ヨルダン川西岸地区のマサーフェル・ヤッタで生まれ育ったパレスチナ人の青年バーセルは、イスラエル軍の占領が進み、村人たちの家々が壊されていく故郷の様子を幼い頃からカメラに記録し、世界に発信していた。そんな彼のもとにイスラエル人ジャーナリスト、ユヴァルが訪れる。非人道的で暴力的な自国政府の行いに心を痛めていた彼は、バーセルの活動に協力しようと、危険を冒してこの村にやってきたのだった。同じ想いで行動を共にし、少しずつ互いの境遇や気持ちを語り合ううちに、同じ年齢である2人の間には思いがけず友情が芽生えていく。しかしその間にも、軍の破壊行為は過激さを増し、彼らがカメラに収める映像にも、徐々に痛ましい犠牲者の姿が増えていくのだった。

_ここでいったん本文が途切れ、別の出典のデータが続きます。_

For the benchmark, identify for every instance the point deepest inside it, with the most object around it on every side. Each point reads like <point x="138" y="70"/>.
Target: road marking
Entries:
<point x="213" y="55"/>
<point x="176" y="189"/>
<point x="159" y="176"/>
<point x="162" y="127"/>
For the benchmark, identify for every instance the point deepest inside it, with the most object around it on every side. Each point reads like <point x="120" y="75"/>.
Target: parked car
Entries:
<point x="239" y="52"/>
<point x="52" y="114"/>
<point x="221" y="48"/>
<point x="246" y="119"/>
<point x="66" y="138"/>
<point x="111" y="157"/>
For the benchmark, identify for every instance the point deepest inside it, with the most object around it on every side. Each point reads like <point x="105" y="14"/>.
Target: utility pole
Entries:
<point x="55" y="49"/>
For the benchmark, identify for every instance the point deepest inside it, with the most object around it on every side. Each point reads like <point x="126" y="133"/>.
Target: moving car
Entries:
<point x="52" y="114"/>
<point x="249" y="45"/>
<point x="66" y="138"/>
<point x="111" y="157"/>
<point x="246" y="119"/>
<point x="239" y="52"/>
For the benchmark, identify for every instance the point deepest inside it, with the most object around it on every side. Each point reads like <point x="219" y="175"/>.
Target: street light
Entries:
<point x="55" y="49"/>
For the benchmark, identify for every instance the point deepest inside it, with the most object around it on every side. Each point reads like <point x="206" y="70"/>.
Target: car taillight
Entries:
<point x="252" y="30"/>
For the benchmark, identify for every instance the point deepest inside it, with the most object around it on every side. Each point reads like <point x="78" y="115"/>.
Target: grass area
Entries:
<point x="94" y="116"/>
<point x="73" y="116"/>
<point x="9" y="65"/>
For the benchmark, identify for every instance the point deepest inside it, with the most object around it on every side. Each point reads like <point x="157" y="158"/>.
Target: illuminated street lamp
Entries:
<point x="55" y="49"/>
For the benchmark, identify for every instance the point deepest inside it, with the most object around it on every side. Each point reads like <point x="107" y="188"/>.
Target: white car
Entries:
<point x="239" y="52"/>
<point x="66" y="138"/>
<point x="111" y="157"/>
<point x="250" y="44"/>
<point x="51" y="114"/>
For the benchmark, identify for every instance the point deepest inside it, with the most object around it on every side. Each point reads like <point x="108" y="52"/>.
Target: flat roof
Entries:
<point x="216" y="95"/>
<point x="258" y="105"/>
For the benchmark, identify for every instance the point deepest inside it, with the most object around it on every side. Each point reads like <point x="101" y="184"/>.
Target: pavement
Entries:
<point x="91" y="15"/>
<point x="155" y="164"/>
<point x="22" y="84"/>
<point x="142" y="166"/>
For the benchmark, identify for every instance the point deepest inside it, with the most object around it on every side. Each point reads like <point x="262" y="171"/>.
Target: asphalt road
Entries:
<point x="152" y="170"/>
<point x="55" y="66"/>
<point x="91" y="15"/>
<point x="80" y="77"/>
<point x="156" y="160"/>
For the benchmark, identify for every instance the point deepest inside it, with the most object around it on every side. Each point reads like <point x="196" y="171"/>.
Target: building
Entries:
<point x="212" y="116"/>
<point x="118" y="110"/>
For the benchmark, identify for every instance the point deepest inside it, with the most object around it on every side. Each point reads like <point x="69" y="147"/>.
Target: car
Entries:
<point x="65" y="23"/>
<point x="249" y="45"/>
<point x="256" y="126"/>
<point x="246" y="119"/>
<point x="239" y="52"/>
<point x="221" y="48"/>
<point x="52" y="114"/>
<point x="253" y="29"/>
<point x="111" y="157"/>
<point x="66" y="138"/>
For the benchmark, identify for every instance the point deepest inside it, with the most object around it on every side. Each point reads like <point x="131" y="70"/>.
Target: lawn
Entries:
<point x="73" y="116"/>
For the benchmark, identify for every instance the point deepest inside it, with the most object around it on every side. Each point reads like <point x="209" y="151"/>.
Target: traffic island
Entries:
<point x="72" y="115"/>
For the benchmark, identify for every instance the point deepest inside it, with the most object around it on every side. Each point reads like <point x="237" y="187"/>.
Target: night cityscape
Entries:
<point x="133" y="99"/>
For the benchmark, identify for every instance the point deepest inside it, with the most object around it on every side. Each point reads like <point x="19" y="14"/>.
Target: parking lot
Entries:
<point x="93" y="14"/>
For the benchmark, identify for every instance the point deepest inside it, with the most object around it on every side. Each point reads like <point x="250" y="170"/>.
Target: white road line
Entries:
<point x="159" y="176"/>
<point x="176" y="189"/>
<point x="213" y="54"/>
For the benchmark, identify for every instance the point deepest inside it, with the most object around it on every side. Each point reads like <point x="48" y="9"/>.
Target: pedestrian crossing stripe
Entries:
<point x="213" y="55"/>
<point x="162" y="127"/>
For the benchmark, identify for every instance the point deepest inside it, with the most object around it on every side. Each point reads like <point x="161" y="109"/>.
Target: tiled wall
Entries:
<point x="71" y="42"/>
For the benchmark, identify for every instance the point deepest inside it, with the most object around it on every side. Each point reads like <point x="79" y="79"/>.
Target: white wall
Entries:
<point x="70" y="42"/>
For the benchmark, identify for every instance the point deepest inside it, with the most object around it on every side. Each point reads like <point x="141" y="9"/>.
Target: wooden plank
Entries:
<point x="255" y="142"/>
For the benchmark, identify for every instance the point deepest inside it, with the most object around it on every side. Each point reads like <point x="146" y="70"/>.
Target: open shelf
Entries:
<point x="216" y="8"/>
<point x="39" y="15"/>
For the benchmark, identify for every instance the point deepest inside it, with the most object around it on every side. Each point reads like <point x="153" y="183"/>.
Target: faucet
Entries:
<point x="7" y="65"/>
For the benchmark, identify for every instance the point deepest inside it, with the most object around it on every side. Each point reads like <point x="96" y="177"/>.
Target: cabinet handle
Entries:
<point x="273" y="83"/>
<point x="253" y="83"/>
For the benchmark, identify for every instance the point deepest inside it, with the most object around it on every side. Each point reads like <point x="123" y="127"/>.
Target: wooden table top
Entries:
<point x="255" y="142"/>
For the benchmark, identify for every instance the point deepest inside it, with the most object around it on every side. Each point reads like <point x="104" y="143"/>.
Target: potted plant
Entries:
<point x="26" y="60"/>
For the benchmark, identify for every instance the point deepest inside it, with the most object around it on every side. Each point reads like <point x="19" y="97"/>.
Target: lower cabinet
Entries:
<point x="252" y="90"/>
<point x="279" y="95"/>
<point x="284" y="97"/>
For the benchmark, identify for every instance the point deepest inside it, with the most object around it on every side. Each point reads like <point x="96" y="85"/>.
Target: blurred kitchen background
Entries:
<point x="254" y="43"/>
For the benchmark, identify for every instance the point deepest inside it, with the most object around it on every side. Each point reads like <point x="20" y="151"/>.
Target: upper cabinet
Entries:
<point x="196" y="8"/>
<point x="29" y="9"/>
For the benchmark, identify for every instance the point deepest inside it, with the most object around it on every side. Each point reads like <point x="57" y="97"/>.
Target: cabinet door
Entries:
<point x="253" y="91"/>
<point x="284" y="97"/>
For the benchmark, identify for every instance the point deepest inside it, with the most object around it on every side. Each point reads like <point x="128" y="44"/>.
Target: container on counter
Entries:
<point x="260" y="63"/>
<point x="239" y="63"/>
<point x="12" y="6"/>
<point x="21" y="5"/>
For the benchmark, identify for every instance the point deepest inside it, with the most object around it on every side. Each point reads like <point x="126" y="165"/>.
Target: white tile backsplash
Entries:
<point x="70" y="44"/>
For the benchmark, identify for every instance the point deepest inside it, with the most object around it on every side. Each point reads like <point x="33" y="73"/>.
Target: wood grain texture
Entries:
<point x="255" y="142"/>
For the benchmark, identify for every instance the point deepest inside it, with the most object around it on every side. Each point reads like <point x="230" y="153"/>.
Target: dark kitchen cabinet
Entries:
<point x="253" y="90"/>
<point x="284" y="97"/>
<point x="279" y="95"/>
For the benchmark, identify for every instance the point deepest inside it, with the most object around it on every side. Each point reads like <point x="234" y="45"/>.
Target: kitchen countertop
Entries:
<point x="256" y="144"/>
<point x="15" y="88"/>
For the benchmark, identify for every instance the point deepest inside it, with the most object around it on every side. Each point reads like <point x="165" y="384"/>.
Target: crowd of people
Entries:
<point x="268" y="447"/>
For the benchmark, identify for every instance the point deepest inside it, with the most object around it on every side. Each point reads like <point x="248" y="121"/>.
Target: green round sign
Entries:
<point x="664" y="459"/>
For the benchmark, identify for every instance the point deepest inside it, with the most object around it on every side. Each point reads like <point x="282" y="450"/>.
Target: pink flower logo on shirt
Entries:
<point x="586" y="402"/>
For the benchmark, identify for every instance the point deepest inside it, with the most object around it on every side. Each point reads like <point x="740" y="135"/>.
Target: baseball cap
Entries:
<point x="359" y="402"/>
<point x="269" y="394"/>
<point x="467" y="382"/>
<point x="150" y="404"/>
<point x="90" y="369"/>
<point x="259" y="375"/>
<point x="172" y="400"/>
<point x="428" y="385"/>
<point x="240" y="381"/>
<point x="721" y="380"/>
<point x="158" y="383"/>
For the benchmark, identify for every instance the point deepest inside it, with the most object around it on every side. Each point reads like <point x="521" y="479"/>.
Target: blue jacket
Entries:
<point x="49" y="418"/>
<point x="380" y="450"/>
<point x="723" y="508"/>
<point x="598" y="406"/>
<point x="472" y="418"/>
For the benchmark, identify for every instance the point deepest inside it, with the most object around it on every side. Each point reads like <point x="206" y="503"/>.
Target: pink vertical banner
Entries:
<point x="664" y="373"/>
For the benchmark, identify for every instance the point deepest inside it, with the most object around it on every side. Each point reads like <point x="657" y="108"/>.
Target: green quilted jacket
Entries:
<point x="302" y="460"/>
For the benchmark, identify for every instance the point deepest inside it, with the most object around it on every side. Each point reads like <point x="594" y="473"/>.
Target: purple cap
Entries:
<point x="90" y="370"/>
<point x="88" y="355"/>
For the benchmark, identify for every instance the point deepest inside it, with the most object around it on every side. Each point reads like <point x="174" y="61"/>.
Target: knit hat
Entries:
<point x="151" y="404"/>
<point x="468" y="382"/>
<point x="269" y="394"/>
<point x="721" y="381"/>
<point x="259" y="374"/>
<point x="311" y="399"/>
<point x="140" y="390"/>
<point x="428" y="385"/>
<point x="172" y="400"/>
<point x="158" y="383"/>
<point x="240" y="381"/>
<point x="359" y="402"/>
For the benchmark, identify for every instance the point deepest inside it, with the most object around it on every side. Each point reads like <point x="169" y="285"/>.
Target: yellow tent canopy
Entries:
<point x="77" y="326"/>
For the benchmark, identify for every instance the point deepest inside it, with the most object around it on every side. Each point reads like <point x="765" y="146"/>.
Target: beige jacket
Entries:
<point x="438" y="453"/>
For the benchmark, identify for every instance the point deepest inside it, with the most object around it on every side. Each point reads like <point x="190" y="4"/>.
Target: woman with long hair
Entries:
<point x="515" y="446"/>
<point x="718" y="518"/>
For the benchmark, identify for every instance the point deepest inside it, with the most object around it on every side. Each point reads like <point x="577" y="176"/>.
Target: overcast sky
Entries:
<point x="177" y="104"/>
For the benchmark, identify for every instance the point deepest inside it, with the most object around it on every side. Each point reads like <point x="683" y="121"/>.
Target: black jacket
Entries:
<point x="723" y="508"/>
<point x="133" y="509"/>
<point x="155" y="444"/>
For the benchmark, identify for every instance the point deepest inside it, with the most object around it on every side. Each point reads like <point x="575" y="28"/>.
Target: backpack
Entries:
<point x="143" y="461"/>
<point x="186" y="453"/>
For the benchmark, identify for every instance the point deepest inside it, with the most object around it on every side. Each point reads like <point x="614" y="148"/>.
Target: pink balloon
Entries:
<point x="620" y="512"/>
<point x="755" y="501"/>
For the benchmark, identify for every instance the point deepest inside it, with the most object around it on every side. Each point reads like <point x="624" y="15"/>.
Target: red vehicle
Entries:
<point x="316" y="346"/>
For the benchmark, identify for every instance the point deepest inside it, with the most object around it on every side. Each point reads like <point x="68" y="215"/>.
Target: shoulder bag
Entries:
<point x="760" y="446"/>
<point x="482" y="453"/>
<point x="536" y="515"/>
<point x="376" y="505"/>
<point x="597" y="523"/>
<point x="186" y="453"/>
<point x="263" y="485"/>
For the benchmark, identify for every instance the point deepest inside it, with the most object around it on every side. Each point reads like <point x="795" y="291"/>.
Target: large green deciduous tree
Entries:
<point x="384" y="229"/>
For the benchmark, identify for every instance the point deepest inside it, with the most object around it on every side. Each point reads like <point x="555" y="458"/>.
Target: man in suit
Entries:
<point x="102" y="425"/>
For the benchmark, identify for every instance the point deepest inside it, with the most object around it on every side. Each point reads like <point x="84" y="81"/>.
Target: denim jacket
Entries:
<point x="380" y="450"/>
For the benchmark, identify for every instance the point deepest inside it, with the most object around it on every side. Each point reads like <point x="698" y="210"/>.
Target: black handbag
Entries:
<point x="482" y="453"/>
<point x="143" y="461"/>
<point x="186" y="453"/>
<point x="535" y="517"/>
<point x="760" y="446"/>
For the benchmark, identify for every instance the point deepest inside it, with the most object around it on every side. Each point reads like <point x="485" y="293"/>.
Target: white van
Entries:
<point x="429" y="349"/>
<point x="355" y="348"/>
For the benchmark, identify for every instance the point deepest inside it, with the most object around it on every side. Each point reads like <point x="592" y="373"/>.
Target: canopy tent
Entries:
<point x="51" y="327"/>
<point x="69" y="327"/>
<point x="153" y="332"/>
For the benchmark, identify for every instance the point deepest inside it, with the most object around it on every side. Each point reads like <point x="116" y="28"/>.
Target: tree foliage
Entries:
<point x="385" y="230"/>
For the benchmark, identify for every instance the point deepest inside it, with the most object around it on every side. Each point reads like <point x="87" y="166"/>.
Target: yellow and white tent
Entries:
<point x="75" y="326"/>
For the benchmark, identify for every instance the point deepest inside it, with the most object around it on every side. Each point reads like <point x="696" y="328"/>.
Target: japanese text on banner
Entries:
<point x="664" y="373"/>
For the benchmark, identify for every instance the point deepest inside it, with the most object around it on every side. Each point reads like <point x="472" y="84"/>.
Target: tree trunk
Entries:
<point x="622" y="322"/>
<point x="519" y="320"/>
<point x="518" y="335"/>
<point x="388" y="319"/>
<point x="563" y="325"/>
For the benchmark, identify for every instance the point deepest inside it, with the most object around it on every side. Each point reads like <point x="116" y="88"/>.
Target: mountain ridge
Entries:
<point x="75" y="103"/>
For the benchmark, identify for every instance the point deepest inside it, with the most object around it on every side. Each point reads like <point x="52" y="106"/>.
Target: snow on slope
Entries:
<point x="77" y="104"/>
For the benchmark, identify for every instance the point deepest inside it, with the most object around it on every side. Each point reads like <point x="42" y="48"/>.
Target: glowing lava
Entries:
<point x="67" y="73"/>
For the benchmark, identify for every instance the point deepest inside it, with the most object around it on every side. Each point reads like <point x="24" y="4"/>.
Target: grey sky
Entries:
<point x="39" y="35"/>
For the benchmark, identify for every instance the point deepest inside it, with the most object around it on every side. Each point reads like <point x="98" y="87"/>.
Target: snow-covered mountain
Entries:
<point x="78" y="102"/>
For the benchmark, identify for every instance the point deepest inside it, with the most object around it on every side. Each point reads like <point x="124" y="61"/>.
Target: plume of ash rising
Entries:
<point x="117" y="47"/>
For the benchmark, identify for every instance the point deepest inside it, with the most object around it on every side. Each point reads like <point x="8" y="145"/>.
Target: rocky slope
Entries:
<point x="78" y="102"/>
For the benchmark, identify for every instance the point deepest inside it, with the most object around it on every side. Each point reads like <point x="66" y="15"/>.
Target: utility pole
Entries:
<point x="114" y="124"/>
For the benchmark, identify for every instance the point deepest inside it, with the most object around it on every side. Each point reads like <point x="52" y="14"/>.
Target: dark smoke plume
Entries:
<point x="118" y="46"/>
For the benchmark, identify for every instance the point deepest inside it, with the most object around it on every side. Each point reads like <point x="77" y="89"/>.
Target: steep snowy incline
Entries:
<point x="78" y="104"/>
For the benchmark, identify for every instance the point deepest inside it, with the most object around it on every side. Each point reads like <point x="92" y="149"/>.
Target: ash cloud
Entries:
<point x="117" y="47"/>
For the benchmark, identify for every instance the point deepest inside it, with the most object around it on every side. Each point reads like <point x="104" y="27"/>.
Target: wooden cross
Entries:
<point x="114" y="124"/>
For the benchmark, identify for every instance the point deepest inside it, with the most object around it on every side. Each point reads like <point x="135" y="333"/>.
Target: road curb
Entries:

映画『ノー・アザー・ランド 故郷は他にない』は、ヨルダン川西岸のパレスチナ人居住地区「マサーフェル・ヤッタ」の住民たちが力を合わせ20年以上占領に抗い続けてきた歴史に触れつつ、イスラエル軍がパレスチナ人に対して長年行ってきた占領政策の本質と実態に迫っていくドキュメンタリー。
「マサーフェル・ヤッタ」の現状をカメラに収め世界に発信することで、占領を終結させ故郷の村を守ろうとするパレスチナ人の青年バーセル・アドラーと、彼に協力するイスラエル人青年ユヴァル・アブラハームの2人による決死の活動を、2023年10月までの4年間に渡り記録し映像に収めている。作中では不条理な占領行為を間近に映像化。また、バーセルとユヴァルが、パレスチナ人とイスラエル人という立場を越えて対話を重ね理解し合う様子や、故郷の自由を願って立ち向かい続ける人々の姿も記録されている。
監督は、パレスチナとイスラエルの若き映像作家兼活動家である4人。バーセル・アドラー、ユヴァル・アブラハーム、ハムダーン・バラール、ラヘル・ショールが共同で監督を務めている。